Commission Chair Wifredo “Willy” Gort agreed. From Allapattah to Coral Gables, he said, “we need to link the neighborhoods.”

The 2006 plan called for streetcars from Government Center to the Design District and the Civic Center.

7 Responses to Miami speeding to get streetcars rolling

  1. DC Copeland

    October 1, 2014 at 10:18 am

    “The city’s chief transportation manager, Carlos Cruz-Casas, said residents ask him nearly every day what the city is doing to deal with horrible traffic congestion.

    ‘My answer is: smart planning,’ said Mr. Cruz-Casas…”

    Adding street cars to narrow streets already congested with traffic is not the answer. Street cars will only become part of the problem because they take up space on the roads– and heaven help us if they ever break down on the grid. Traditionally, “smart planning” either solves clogged streets by burying or elevating the solution above the streets, i.e., subways, monorails, etc. Our high water table negates going under the grid. An elevated solution would be the way to go but it appears the powers that be can only look backward for a “fix” that was tossed aside by earlier Miami leaders by the 20’s who had had about enough of the street-clogging 19th century answer to mass transit.

    • SEFTA

      October 5, 2014 at 2:17 pm

      There should be a light-rail line running up the FEC corridor. There is enough space to hold tracks for FEC, AAF as well as Light-rail lines and a bike/running trail. Unlike the #AAF light-rail can elevate easily over busy east-west corridors. I don’t understand why this corridor is overlooked. It runs through the hearts of the densest populated areas of SE Florida. The AAF will be passing right by 80% of them. It will be $billion dollars for limited service. Light-rail can run on the corridor as well as the downtown streets. Light-rail is attracting $billions in #TransitOrientedDevlopment around the world and we get a commuter train, that may or may not someday run to Orlando where the #HighSpeedRail was to go. Frankly #MetroRail should have been heading north to Fort Lauderdale and beyond decades ago.

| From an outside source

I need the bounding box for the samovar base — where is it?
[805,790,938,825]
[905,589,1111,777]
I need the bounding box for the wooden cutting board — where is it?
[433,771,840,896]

Now where getting the quick buck interpretation of “#TRANSIT” #LandUseMiami #FortLauderdale #NMB #NorthMiami

  2. marc

    October 1, 2014 at 12:49 pm

    Rubber wheeled trolleys? They’re buses made to look like charming old timey trolleys on short loops adding to the congestion.

    • SEFTA

      October 5, 2014 at 2:18 pm

      and yes, exactly. They are buses. Words matter. just like the #AAF plan is not #HighSpeedRail as it is referred to in the press.

  3. gregory

    October 1, 2014 at 7:39 pm

    The cities of Dade need to stop the free trolleys and give funds for a expanded metrorail.

  4. ivosan

    October 2, 2014 at 11:39 am

    You will not have dedicated lanes in the tight overcrowded street grid of downtown.

    And without dedicated lanes, streetcar is even inferior than buses or even trolleybuses.

    Metromover however…

    • gregory

      October 9, 2014 at 4:04 pm

      Exactly, its not rocket science to just extend the metromover to the design distract.